For the moment, I’m with Andrew Sullivan–essentially mystified that the U.S. has chosen to concentrate its attention on Libya when there are so many other problems overseas and at home, and horrified, as always, by the vast, definitive stupidities uttered by the assorted bloodlusty neocons. I mean, for sheer chuckleheadedness, can you top this from Hugh Hewitt:

Hope that Secretaries Clinton and Gates persuaded the force-averse president that winning with special forces on the ground is preferable to a stalemate enforced from the skies.

Force averse? Has this talk show genius not heard of Afghanistan…or the Predators? Hewitt should also be reminded that Secretary Gates is clearly, and recently, on record expressing great skepticism about any land action in an Islamic country.

I may be proved wrong here. Someone may take out Gadhafi with a lucky Tomahawk missile and end this misery tomorrow. Gadhafi could be replaced by George Washington al-Rahman on the day after. But it seems to me that we have been plumb stupid invading yet another Islamic country. I know that people like Samantha Power have the best intentions here–but so did Paul Wolfowitz, a true conservative idealist, in Iraq. I, for one, don’t know where “humanitarian” intervention ends and neocolonialism begins. And I believe, with Brother Goldblog, that Libya is well down the list of U.S. overseas priorities (although I disagree somewhat with his list here).

Finally, I’d love to know how much this latest adventure is going to cost us…and how those costs compare to the pittance we spend on economic development in places like Pakistan and Egypt–countries whose stability is absolutely necessary to American national security.

I know that when the United Nations and the Arab League support military action, it’s hard not to go along–although the Arab League’s abrupt about-face when the establishment of a no-fly zone turned out to involve, well, you know, military action, is too hilariously predictable for words. But given the amount of opposition to this course of action within the Obama Administration–from the Pentagon, especially– and the amount of business we have to conduct elsewhere in the world, and the sheer exhaustion of the U.S. military, and the need to really focus on our problems at home, I am just shocked and, yes, mystified that the President has decided to get us mixed up in this.
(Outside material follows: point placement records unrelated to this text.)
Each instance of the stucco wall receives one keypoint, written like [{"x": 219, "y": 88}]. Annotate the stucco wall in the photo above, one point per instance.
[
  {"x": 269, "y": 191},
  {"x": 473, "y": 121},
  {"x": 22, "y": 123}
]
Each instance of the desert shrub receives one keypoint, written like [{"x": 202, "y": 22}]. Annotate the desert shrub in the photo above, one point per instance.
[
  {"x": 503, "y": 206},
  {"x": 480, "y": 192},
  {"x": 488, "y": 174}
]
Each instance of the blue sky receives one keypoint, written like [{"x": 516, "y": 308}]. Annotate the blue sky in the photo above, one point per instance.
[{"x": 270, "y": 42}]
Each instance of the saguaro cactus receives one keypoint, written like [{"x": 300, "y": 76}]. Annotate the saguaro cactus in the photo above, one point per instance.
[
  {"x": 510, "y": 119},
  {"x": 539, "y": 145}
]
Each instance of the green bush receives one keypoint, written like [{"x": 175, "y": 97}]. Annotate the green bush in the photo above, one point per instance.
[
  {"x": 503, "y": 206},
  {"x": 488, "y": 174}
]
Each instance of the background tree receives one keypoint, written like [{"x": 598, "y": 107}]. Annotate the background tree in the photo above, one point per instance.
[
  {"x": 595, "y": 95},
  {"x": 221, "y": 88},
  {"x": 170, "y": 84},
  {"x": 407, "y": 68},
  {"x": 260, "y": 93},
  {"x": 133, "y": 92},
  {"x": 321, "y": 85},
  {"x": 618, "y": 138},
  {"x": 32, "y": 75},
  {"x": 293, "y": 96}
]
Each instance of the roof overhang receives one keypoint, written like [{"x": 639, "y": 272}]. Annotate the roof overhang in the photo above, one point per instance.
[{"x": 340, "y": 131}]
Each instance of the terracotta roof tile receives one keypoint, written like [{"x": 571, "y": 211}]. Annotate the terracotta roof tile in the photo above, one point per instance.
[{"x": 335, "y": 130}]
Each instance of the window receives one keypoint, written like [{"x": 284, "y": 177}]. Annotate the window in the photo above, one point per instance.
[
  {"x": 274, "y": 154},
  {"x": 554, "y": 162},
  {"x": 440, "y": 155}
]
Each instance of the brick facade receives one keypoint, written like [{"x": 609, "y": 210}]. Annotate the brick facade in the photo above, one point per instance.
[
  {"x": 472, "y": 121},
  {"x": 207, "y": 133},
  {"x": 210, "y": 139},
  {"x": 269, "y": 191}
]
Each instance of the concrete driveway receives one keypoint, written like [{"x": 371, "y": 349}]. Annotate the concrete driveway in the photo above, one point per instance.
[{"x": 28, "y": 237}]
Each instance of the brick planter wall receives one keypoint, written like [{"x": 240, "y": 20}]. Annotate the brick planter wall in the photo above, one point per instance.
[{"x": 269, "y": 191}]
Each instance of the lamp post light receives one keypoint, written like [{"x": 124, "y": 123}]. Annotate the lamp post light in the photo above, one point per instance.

And furthermore: Paul Krugman has a good column today on a far more important battle that Obama is choosing not to fight–the battle to get Elizabeth Warren appointed to direct the Consumer Finance Regulation Bureau. We are slipping back into Wall Street business as usual, taking the same old on-ramp to financial chicanery, and the President is lobbing cruise missiles at Libya? Some perspective…please?